Integrated Monitoring
Last updated
Last updated
ⓒ2023. Acornsoft Corp. All rights reserved.
Cocktail Cloud utilizes over 200 metrics for resources and states in a multi-cluster environment, providing more than 100 monitoring panels.
Each panel is arranged in views for clusters, ingresses, ETCD, nodes, and namespaces. Additionally, an alarm/event page is provided to review alarms/events chronologically and maximize the visualization of the user platform's status.
Monitoring information in Cocktail Cloud can be accessed in the left-hand [Monitoring] menu. Sub-menus include clusters, ingresses, ETCD, nodes, GPUs, namespaces, and alarms/events.
The platform offers up-to-date status information at the cluster level. Key status information provided in the cluster view includes
Number of API server calls per second
CPU usage
Disk usage
Disk I/O speed
Memory usage
Restarted Pod tracking
Average request time over the last 10 minutes
Pod executions by status
Top 5 Pods with high CPU usage
Top 5 Pods with high memory usage
Ingress exposes HTTP and HTTPS paths from outside the cluster to internal services. It provides configuration options for externally accessible URLs, load balancing traffic, SSL/TLS termination, and name-based virtual hosting. Ingress plays a crucial role in the network area of services, making multidimensional monitoring essential.
The status information provided in the integrated dashboard's Ingress view includes
Ingress controller requests
Ingress controller connections
Ingress controller request success rate
Recent Ingress configuration reload success and failure
Ingress controller request trends
Ingress controller success rate trends
Network I/O trends
Average memory usage trends
Average CPU usage trends
The status information provided in the integrated dashboard's ETCD view includes
Presence of ETCD leader
Number of recent leader changes
Number of recent leader change proposal failures
RPC ratio
Database usage
Node disk processing speed
Overall disk processing speed
Client traffic In/Out
ETCD server-specific processing status
Network usage
Snapshot processing speed
The status information provided in the integrated dashboard's Node view includes
Cluster CPU usage frequency
Cluster memory usage
Cluster disk usage
Cluster network usage
Recent changes and current values of the file system's free space ratio
List of file systems and their usage
The status information provided in the integrated dashboard's GPU view includes
Average GPU utilization
GPU usage trends
Average GPU memory utilization
GPU memory usage trends
GPU temperature and power
GPUs/MIGs
Timeslicing
The status information provided in the integrated dashboard's Namespace view includes
Number of containers
Namespace creation time
Total number of Pods in the namespace
Namespace PVC status
Namespace CPU allocation
Namespace memory allocation
Number of Pods running in the namespace
The monitoring metrics displayed in the integrated dashboard are delivered through dashboard, SMS, and E-mail channels based on user configurations. Users can filter and view metrics by cluster, namespace, and major resource groups.

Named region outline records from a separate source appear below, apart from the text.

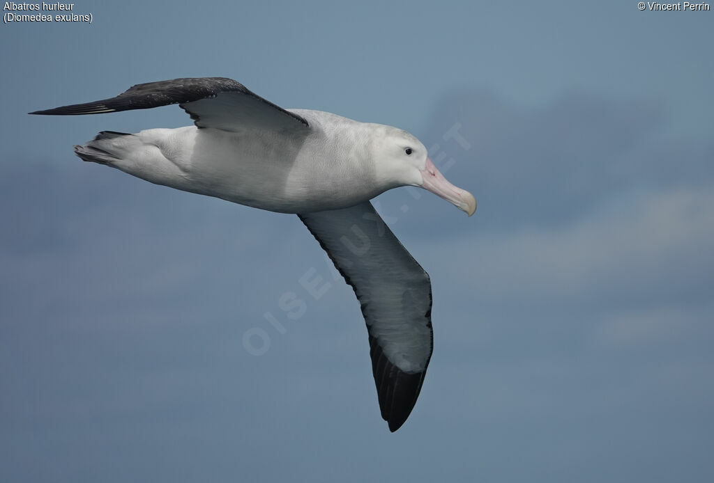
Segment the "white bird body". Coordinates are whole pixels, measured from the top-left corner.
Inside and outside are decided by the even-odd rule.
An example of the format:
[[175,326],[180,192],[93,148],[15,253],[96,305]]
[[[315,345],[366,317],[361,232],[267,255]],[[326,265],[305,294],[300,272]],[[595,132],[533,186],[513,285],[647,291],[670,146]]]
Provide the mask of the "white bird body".
[[[110,134],[89,145],[116,158],[107,163],[113,167],[152,183],[283,213],[346,208],[398,185],[378,176],[375,140],[391,131],[411,135],[330,113],[290,110],[311,129],[286,135],[186,126]],[[415,137],[413,144],[421,143]]]
[[431,286],[368,200],[398,186],[418,186],[471,215],[476,199],[449,183],[408,133],[282,109],[223,78],[139,84],[110,99],[32,113],[175,103],[195,125],[102,131],[75,152],[158,185],[297,214],[361,304],[381,415],[396,431],[411,412],[431,356]]

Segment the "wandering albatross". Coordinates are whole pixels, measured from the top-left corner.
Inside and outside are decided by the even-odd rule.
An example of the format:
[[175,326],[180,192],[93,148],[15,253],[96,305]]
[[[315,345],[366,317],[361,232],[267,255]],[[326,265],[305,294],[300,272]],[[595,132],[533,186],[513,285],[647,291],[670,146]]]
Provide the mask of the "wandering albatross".
[[466,212],[416,137],[318,110],[283,109],[225,78],[138,84],[116,97],[31,114],[82,115],[178,104],[193,126],[102,131],[75,146],[84,161],[178,189],[296,214],[352,286],[369,335],[382,417],[404,423],[431,357],[431,285],[369,200],[418,186]]

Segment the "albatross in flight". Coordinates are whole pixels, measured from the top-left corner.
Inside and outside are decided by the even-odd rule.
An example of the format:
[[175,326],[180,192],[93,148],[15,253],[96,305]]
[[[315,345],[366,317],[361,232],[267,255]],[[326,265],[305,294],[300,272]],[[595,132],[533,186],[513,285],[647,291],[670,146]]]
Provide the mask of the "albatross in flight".
[[431,285],[369,200],[418,186],[471,216],[476,199],[448,182],[408,133],[283,109],[225,78],[139,84],[111,99],[30,113],[101,114],[169,104],[178,104],[195,125],[102,131],[74,152],[157,185],[296,214],[360,301],[382,417],[396,431],[416,402],[431,357]]

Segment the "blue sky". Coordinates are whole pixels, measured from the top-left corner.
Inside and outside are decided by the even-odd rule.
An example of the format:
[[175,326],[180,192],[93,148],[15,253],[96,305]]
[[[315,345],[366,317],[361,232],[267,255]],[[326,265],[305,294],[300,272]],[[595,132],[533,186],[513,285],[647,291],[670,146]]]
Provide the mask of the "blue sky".
[[[714,12],[74,11],[91,25],[0,26],[0,479],[714,477]],[[377,199],[434,293],[434,355],[396,433],[358,303],[296,217],[72,153],[102,130],[186,125],[183,111],[26,114],[203,76],[406,129],[478,200],[467,219],[426,192]],[[455,126],[466,144],[445,139]],[[308,273],[332,284],[319,300]],[[270,337],[259,356],[252,328]]]

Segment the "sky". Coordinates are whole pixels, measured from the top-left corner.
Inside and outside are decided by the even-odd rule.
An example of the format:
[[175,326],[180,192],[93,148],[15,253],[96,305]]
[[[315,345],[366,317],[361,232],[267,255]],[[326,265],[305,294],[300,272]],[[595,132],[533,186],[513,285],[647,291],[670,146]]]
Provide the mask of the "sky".
[[[714,12],[637,4],[81,1],[91,24],[0,26],[0,480],[714,479]],[[397,432],[297,217],[72,152],[183,111],[26,115],[208,76],[408,130],[478,200],[374,202],[433,291]]]

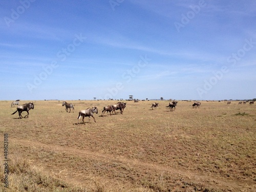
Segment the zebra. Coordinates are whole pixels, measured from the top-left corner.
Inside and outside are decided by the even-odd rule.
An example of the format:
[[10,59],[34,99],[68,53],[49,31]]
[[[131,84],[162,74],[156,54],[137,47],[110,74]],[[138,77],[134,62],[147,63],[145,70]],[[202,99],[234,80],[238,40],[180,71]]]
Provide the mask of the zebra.
[[71,111],[71,109],[73,109],[73,113],[74,113],[74,110],[75,108],[72,103],[68,103],[66,101],[62,101],[62,106],[66,105],[66,111],[68,112],[68,109],[69,109],[69,113]]
[[19,105],[19,99],[12,102],[12,104],[11,104],[11,108],[12,108],[12,105],[13,105],[13,106],[15,106],[15,104],[17,105],[18,106]]

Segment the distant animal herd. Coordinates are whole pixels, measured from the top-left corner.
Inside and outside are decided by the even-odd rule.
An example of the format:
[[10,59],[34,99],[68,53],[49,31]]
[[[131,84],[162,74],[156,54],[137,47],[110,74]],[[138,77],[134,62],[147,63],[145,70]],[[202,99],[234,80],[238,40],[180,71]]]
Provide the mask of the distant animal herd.
[[[17,112],[18,112],[18,115],[19,118],[21,119],[23,117],[26,118],[29,117],[29,111],[30,110],[34,109],[34,103],[33,102],[29,102],[28,103],[25,103],[24,104],[19,105],[19,100],[16,100],[15,101],[13,101],[11,104],[11,107],[15,106],[15,105],[17,105],[18,106],[17,107],[17,110],[16,111],[13,113],[11,115],[13,115],[15,114]],[[134,100],[134,102],[139,102],[138,99],[135,99]],[[219,102],[221,102],[220,101],[219,101]],[[254,104],[254,101],[239,101],[238,103],[238,104],[245,104],[247,102],[249,102],[250,105]],[[174,101],[172,102],[170,102],[169,103],[169,105],[168,106],[166,106],[166,108],[168,108],[170,109],[170,110],[171,112],[175,111],[175,108],[176,106],[177,106],[178,103],[177,101]],[[227,103],[227,104],[231,104],[231,101],[228,101]],[[154,109],[156,110],[157,107],[158,106],[159,103],[156,103],[154,102],[154,103],[152,103],[152,105],[151,107],[152,108],[152,110],[153,110]],[[118,102],[117,103],[115,104],[114,105],[108,105],[108,106],[105,106],[103,108],[103,110],[101,112],[101,116],[104,116],[104,115],[105,113],[106,112],[107,114],[108,112],[110,112],[110,115],[111,116],[111,112],[112,112],[112,115],[114,112],[115,112],[115,114],[116,114],[116,110],[120,110],[120,113],[121,114],[123,114],[123,111],[124,108],[125,108],[126,105],[126,103],[122,102]],[[192,108],[199,108],[201,105],[201,102],[200,101],[196,101],[194,102],[192,104]],[[74,107],[74,105],[72,103],[68,103],[66,101],[62,101],[62,106],[66,106],[66,111],[67,112],[69,112],[69,113],[70,113],[71,109],[73,110],[73,112],[74,113],[74,111],[75,110],[75,108]],[[22,115],[22,113],[24,111],[26,111],[27,113],[27,114],[23,117]],[[79,112],[78,114],[78,117],[77,118],[78,121],[77,121],[77,124],[79,123],[79,121],[81,117],[82,117],[82,121],[84,123],[83,120],[84,119],[85,117],[89,117],[89,121],[90,120],[90,117],[92,117],[93,118],[94,120],[94,122],[96,122],[95,119],[94,117],[93,116],[93,114],[96,113],[98,114],[98,109],[96,108],[96,106],[94,107],[92,107],[89,108],[86,110],[81,110]]]

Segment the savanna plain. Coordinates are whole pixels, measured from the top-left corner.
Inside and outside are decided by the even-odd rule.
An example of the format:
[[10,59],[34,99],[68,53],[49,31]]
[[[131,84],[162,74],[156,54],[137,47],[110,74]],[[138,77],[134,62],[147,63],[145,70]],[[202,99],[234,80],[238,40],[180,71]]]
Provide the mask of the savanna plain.
[[[0,101],[0,191],[255,191],[256,105],[238,101],[126,102],[101,116],[115,100],[33,101],[19,119]],[[151,106],[159,102],[156,110]],[[96,106],[84,123],[80,110]],[[22,115],[27,114],[26,112]],[[8,188],[4,135],[8,135]]]

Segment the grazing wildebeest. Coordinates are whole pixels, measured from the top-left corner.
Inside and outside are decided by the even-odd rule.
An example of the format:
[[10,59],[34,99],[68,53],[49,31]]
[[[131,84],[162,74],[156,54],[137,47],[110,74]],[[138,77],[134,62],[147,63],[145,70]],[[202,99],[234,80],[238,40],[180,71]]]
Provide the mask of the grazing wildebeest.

In the dashboard, events occurring in the past hour can be reviewed, and accumulated events per minute are provided with detailed event descriptions, enabling quick identification of the cause based on event content alone.
Each event is categorized into five levels of importance, and real-time notifications are sent through SMS or E-mail (or both) according to user preferences. Users can filter and view recently occurring events and notifications, with the option to retain data for up to one year based on user settings.